Cirrose + hematêmese → Varizes gastroesofágicas = maior risco de ressangramento.
Em pacientes cirróticos com hemorragia digestiva alta, as varizes gastroesofágicas são a causa mais comum e apresentam o maior risco de ressangramento, exigindo manejo específico para controle e profilaxia secundária. A presença de cirrose é um forte preditor de etiologia varicosa.
A hemorragia digestiva alta (HDA) é uma complicação grave em pacientes com cirrose hepática, com alta morbimortalidade. As varizes gastroesofágicas, resultantes da hipertensão portal, são a principal causa de HDA nesse grupo, respondendo por cerca de 70-80% dos casos.
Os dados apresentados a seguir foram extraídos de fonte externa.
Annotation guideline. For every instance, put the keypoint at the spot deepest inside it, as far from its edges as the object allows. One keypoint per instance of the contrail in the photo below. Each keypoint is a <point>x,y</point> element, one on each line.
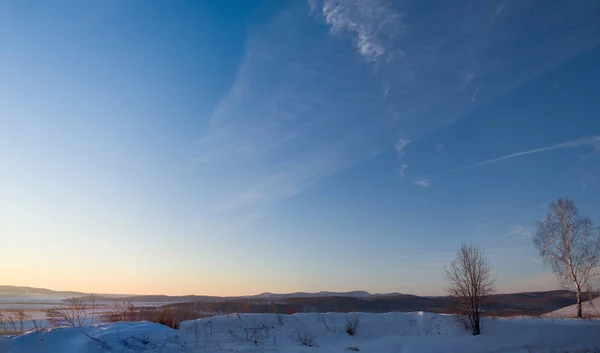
<point>567,144</point>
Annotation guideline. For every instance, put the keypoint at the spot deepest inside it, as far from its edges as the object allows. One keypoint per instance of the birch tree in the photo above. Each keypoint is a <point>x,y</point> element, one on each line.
<point>571,245</point>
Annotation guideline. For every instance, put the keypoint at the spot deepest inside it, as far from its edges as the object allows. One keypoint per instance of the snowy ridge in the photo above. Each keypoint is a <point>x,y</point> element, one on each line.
<point>377,333</point>
<point>589,308</point>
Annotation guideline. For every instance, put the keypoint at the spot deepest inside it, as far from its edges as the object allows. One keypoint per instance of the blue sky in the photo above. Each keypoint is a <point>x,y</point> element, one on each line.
<point>241,147</point>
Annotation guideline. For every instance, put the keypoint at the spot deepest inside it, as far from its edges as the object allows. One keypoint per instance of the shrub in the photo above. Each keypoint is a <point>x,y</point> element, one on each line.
<point>352,324</point>
<point>73,313</point>
<point>304,337</point>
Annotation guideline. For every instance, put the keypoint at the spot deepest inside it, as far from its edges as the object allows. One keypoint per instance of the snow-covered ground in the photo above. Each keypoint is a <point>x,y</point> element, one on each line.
<point>589,309</point>
<point>377,333</point>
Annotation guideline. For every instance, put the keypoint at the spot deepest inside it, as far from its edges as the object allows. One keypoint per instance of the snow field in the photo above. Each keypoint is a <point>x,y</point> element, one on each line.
<point>377,333</point>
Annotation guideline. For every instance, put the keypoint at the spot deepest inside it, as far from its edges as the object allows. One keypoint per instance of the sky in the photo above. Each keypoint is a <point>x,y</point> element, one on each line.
<point>230,148</point>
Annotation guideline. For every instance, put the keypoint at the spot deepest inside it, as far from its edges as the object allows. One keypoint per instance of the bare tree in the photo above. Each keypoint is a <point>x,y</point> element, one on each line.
<point>73,313</point>
<point>471,282</point>
<point>570,244</point>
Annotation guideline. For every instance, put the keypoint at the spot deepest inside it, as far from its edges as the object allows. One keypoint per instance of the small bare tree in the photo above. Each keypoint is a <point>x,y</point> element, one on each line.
<point>471,282</point>
<point>570,244</point>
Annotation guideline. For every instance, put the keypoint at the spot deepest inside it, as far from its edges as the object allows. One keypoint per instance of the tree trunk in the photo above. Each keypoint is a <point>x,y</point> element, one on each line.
<point>579,311</point>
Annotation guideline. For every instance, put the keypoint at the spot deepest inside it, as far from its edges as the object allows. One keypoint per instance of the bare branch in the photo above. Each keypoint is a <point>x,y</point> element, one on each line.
<point>570,244</point>
<point>471,282</point>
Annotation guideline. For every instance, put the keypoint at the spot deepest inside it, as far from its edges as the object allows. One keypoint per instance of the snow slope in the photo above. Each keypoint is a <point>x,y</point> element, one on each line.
<point>377,333</point>
<point>589,308</point>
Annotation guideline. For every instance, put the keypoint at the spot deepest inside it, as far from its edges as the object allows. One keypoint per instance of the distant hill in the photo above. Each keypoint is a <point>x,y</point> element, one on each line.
<point>499,304</point>
<point>20,291</point>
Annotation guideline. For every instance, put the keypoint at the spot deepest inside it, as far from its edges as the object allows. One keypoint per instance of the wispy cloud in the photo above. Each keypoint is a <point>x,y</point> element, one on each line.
<point>402,170</point>
<point>400,145</point>
<point>567,144</point>
<point>302,108</point>
<point>424,182</point>
<point>375,23</point>
<point>519,231</point>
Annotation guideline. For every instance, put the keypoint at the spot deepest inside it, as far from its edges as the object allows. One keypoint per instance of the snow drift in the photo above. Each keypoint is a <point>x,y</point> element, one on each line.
<point>589,309</point>
<point>319,333</point>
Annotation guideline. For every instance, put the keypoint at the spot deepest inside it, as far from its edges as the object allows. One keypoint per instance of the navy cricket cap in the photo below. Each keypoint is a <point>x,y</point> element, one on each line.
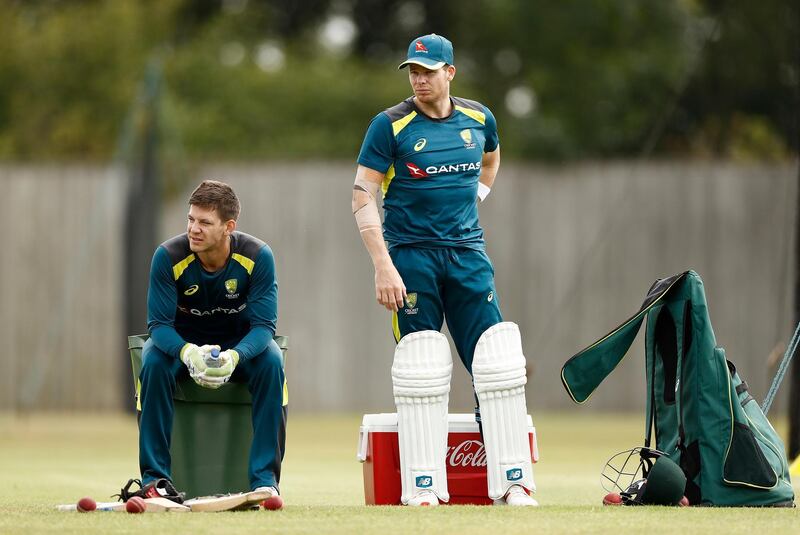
<point>431,51</point>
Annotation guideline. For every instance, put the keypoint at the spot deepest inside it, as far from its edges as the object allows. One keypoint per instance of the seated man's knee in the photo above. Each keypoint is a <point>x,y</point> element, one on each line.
<point>269,361</point>
<point>156,363</point>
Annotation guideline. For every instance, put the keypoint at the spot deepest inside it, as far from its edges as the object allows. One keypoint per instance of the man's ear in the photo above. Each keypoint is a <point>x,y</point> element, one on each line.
<point>230,226</point>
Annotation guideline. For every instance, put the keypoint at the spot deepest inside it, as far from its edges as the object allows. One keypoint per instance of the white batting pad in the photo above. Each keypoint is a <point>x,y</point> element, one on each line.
<point>421,379</point>
<point>498,372</point>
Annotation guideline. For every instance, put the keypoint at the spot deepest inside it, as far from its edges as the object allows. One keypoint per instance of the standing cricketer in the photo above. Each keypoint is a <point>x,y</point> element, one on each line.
<point>212,287</point>
<point>435,156</point>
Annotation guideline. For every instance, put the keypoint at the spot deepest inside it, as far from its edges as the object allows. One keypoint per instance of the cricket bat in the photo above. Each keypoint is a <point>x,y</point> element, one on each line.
<point>153,505</point>
<point>228,502</point>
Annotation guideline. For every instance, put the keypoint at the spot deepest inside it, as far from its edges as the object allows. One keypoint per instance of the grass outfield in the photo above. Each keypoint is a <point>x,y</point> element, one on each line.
<point>49,459</point>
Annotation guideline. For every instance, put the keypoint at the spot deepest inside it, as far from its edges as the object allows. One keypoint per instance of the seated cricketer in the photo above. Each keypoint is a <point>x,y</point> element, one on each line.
<point>212,288</point>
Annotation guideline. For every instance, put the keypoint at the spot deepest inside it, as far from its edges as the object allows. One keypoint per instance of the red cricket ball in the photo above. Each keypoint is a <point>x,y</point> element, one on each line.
<point>136,505</point>
<point>273,503</point>
<point>612,498</point>
<point>86,505</point>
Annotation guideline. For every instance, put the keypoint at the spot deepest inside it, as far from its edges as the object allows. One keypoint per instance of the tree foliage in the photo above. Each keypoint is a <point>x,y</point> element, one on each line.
<point>287,79</point>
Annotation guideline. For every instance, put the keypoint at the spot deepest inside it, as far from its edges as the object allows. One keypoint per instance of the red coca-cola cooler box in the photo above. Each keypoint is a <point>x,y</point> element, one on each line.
<point>379,454</point>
A identificação precoce e o manejo adequado são cruciais para a sobrevida. A fisiopatologia envolve o aumento da pressão no sistema porta, levando à formação de vasos colaterais (varizes) que se tornam frágeis e propensos a ruptura. O diagnóstico é confirmado por endoscopia digestiva alta, que permite visualizar as varizes e realizar tratamento endoscópico (ligadura elástica ou escleroterapia). A suspeita deve ser alta em qualquer paciente cirrótico com sangramento gastrointestinal. O tratamento inicial visa estabilizar o paciente e controlar o sangramento. Após a estabilização, a profilaxia secundária com betabloqueadores não seletivos e/ou ligadura elástica endoscópica é fundamental para prevenir novos episódios de sangramento, que são associados a alta mortalidade.
Os sinais incluem hematêmese (vômito com sangue), melena (fezes escuras e pastosas) e, em casos graves, sinais de choque hipovolêmico como taquicardia e hipotensão. A presença de cirrose hepática é um fator de risco importante.
A conduta inicial envolve estabilização hemodinâmica com reposição volêmica, proteção de via aérea se necessário, uso de inibidor de bomba de prótons, vasopressores (como terlipressina ou octreotide) para reduzir o fluxo portal e profilaxia antibiótica.
A endoscopia digestiva alta é o método diagnóstico padrão-ouro para identificar a fonte do sangramento. Em cirróticos, a suspeita de varizes é alta, mas outras causas como gastropatia hipertensiva portal ou úlceras também podem ocorrer.